Bronze · Créature de la Nuit
Vinyle
Ce que la ville dansera dans six mois, il le passe déjà ce soir, trois étages sous la rue
« La face A, c’est pour les gens pressés. Tout ce qui compte est gravé de l’autre côté. »
D’où il vient
Vinyle a appris la musique dans la réserve d’un disquaire de la zone Industrielle, où on le payait pour classer les invendus. Il a passé deux ans dans les bacs que personne n’ouvrait, à écouter ce que personne ne demandait, et en est sorti avec une oreille absolue pour une seule chose : ce qui manque aux autres avant qu’ils le sachent.

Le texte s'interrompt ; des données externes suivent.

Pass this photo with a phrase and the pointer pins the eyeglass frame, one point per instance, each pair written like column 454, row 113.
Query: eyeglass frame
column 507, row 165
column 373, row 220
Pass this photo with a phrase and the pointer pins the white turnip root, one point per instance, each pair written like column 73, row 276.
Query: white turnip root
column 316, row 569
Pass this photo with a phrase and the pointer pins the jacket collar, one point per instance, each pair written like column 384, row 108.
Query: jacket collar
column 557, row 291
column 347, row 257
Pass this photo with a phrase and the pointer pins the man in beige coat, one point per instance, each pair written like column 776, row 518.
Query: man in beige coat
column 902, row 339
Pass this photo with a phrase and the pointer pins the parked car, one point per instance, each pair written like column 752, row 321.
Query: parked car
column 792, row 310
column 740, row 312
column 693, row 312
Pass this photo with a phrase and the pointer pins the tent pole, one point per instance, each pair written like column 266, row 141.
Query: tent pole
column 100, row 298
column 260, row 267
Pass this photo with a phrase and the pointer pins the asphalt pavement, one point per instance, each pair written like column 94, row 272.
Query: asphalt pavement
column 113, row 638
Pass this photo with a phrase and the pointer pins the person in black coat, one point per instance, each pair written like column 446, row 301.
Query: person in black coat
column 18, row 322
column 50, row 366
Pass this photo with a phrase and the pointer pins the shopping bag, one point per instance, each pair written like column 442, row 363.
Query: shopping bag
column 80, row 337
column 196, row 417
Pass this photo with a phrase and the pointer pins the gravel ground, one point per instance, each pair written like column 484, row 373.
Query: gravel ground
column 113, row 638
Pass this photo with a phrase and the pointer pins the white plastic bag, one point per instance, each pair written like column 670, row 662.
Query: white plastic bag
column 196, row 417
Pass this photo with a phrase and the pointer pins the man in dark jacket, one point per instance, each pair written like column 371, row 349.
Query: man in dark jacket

Le disquaire a fermé, il a racheté le fonds pour trois fois rien et un service à définir plus tard. Depuis, il vit entre les brocantes de l’aube et les sous-sols de la nuit, son 33 tours en bandoulière, et n’entre jamais nulle part par la grande porte : les entrées de service ont une meilleure acoustique, dit-il, et de bien meilleures conversations.
Sa manière
Il ne travaille vraiment qu’entre le dernier métro et le premier bus : c’est sa plage horaire comme d’autres ont un territoire, et tout ce qu’il touche pendant ces heures-là rapporte davantage — les sets, les ventes sous le manteau, les services rendus en cabine. Dans la pénombre des clubs, sa coupe noire luit comme une galette neuve et son escouade cale son pas sur son tempo : Vinyle ne donne jamais d’ordre, il change de disque, et tout le monde comprend. Les videurs le laissent passer par derrière ; les patrons le supplient de passer par devant.
Ce qui le tient debout
Son flegme est celui d’un long mix : rien ne l’interrompt, tout se fond. Il ne court jamais, n’élève jamais la voix — il ajuste le volume. Ses heures creuses, il les passe accroupi devant des caisses de disques poussiéreux, dans les vide-greniers où personne ne le reconnaît, à chercher la perle que la ville réclamera l’hiver prochain. Et si un jour il faut entrer quelque part sans invitation, il rappellera ce vieux principe de cabine : il y a toujours une porte de service, et elle donne toujours sur la meilleure place.
Son école
Créature de la Nuit
L’école du dancefloor n’a pas de manuel : elle a un tempo. On y apprend à lire une salle comme une météo — quand elle monte, quand elle cale, quand il faut couper les basses pour la faire redemander. On y apprend à disparaître dans un stroboscope et à réapparaître exactement où on veut. Ce qu’on y perd : les matins, définitivement, et un peu la notion de semaine. On reconnaît une Créature de la Nuit à ses lunettes noires à quatre heures du matin — pas par pose : par prescription. Et au fait que le cash suit le beat.
Son tempérament
La Cool
Elle a vu brûler deux clubs et un mariage sans poser son verre ; à quatre heures du matin, c’est elle qui note l’heure et demande si on rejoue… ou si on rentre ensemble.